It takes time. A LOT of time. It’s a never-ending process, but it does get better.
What actually helped me the most was to question everything. I spent a lot of time in Al-Anon after I first left home (my mother is an alcoholic, too). In Al-Anon, I met people from every walk of life. Many of them were very kind-hearted but also very secular in their outlook. One of Al-Anon’s slogans is to “take what you like and leave the rest.” My sponsor, for example, didn’t believe in the Judeo-Christian idea of God, and, in fact, believed in a warm, loving, maternal, female god. (Not pagan, exactly–more a concept of a god than anything else.) Obviously, I disagreed with her on the theology aspect, but I examined my own beliefs in light of hers and readjusted mine where they no longer made sense.
For example, I thought of God as a kind of ancient boogeyman, lurking around the corner to jump on you when you did something wrong so that He could gleefully send you to Hell. Not true, of course, but when your parents are pretty much exactly like that, you get that idea about God. When she described her “god” to me, I liked some things about that “god” idea–someone who loved me very much and cared about me, someone who would protect me, someone who would sit with me when I was hurt–and asked myself why my God wasn’t like that. The answer, of course, was that He is like that; I was just conflating my experience with my parents as my understanding of God. As a result, I could see God as someone who loved me and cared for me unconditionally, and when the bad times came, as they inevitably did, I found it slightly easier to lean on Him.
Another thing that helped was talking about my experiences, especially to other people who also escaped. A lot of people who grew up in the sort of thinking that you described are, as another poster pointed out, very bitter about religion as a whole. What I needed to do was to talk to people who understood where I’d come from but who were still capable of seeing what little good there was in it. I don’t condemn all of Catholicism, for example, because my parents were very extreme examples of it: after all, I wouldn’t condemn any group for a few people in the group who didn’t follow its teachings well anyway, so why would I do so with religion?

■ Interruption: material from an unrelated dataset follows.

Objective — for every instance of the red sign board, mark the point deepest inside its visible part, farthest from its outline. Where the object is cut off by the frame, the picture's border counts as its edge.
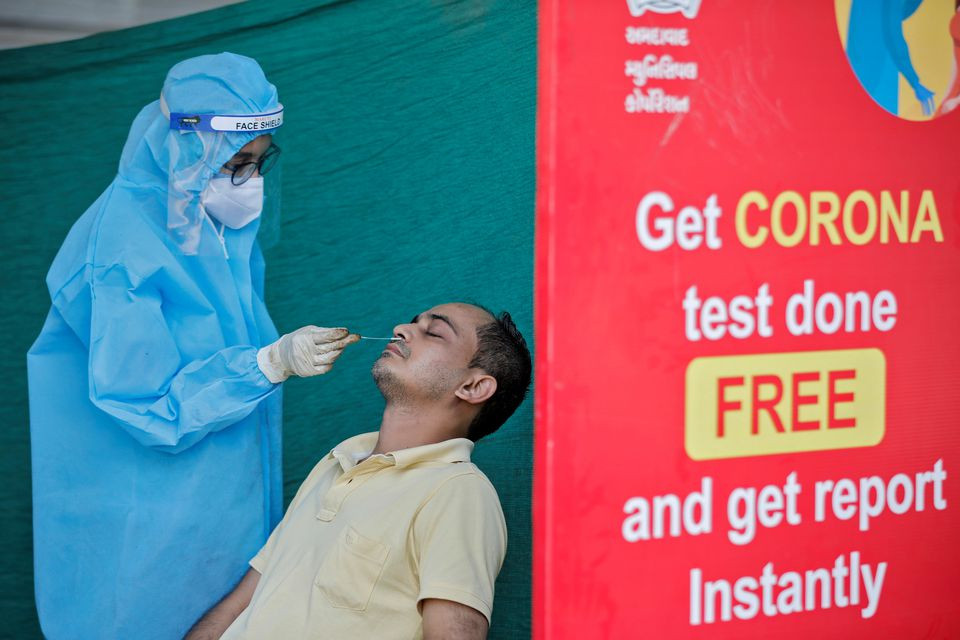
(748, 250)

I’ve mentioned before helping people who were in that movement to get out and start their own lives. That’s one of the most freeing and healing things for me. In any twelve-step program, the last part of it is to help other people find their way to healing and hope, and there’s a reason for that: it not only helps the person being helped, but it gives the helper hope, and we who come from abusive religious backgrounds but who want to continue drawing closer to God despite that really need hope.
On a practical note for discernment of sinfulness in an area, I have found two things to be helpful. For the more straightforward stuff (“Is birth control a sin?”) I use both research and logic to figure out the answer. So, for example, if I was asking if birth control is a sin (I use this topic just for an example), I’d read what the Church has to say about it (Humanae Vitae, etc) and then see if I had any rational arguments with it. If I do, I do more research or write out both sides to the argument. If I don’t, then I go with it.
For the less straightforward stuff (“Is this top too tight?” “Should I watch that movie?”) I have found it helpful to imagine what someone whose judgment I trust would say about the given subject. Probably sounds odd, but since in the family I grew up in a kiss onscreen between a married couple would be considered risqué, I know that my judgment about such things is off, so I try to model mine on someone who has a clearer picture of the whole thing.